Ask questions about the open-sourced Twitter algorithm.
The app is publicly hosted here: https://chat-twitter.vercel.app/. Instructions for hosting it yourself are below.
The app is a NextJS/Tailwind CSS frontend with a FastAPI backend. The frontend is hosted on Vercel and the backend is hosted on a small node on fly.io. The backend uses a Pinecone vector DB on the free tier. There is a Dockerfile provided.
Right now, I'm footing the OpenAI bill on the public instance. But I may require users to bring their own key in the future.
- Set up environment variables
OPENAI_API_KEY=...
OPENAI_ORG_ID=... # organization id, found in Manage account > settings
PINECONE_API_KEY=...
- Clone the repo
git clone https://github.com/mtenenholtz/chat-twitter.git
cd chat-twitter
- Install Node dependencies
npm i
- Run the Node server
npm run dev
- In another terminal, install the Python dependencies
# in the backend/ directory
pip install -r requirements.txt
- Embed the Twitter codebase
# in the backend/ directory
python create_vector_db.py
-
Set up a Pinecone index. Give it a vector dimension of 1536 and name it
pinecone-index
. You can change this inbackend/main.py
if you want. -
Run the backend server
uvicorn main:app --reload
- The URL for the backend is currently hard coded to the live server URL. You will have to change this to localhost or your other server name.

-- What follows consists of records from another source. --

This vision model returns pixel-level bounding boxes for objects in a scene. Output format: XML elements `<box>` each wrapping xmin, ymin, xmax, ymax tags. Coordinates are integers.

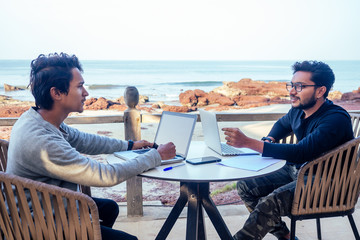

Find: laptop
<box><xmin>199</xmin><ymin>109</ymin><xmax>259</xmax><ymax>156</ymax></box>
<box><xmin>114</xmin><ymin>111</ymin><xmax>197</xmax><ymax>164</ymax></box>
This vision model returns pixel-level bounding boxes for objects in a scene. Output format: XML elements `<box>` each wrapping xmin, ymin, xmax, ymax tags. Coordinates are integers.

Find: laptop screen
<box><xmin>155</xmin><ymin>111</ymin><xmax>197</xmax><ymax>157</ymax></box>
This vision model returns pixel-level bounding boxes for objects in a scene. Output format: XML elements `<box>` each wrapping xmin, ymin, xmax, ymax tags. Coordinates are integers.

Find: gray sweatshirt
<box><xmin>6</xmin><ymin>108</ymin><xmax>161</xmax><ymax>191</ymax></box>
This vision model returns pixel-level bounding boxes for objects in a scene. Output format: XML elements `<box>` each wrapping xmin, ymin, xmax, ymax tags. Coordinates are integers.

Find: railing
<box><xmin>0</xmin><ymin>87</ymin><xmax>360</xmax><ymax>216</ymax></box>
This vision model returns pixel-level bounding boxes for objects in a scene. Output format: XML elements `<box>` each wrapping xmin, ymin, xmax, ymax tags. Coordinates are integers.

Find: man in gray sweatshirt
<box><xmin>6</xmin><ymin>53</ymin><xmax>175</xmax><ymax>239</ymax></box>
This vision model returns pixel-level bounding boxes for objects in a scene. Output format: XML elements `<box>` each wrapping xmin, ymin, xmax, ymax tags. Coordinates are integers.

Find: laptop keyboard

I will continue development on this project as demand exists. But, if I abandon it, here are some ideas:
- The dependency on Pinecone could be removed and replaced with a simple NumPy array. I just wanted to try Pinecone.
- Replace the
chat_stream
endpoint with a websocket implementation. - Ask the model not to generatively reference its sources. Instead, simply copy the code snippet directly.
- The splitter could be improved. Right now, it's a character splitter that favors newlines, but OpenAI has implemented a similar one that splits on tokens instead.
- The embeddings and retrieval mechanisms could account for the hierarchy of the Algorithm's code structure, like Replit's Ghostwriter does.
- The UI could be improved a lot. I suck at JS.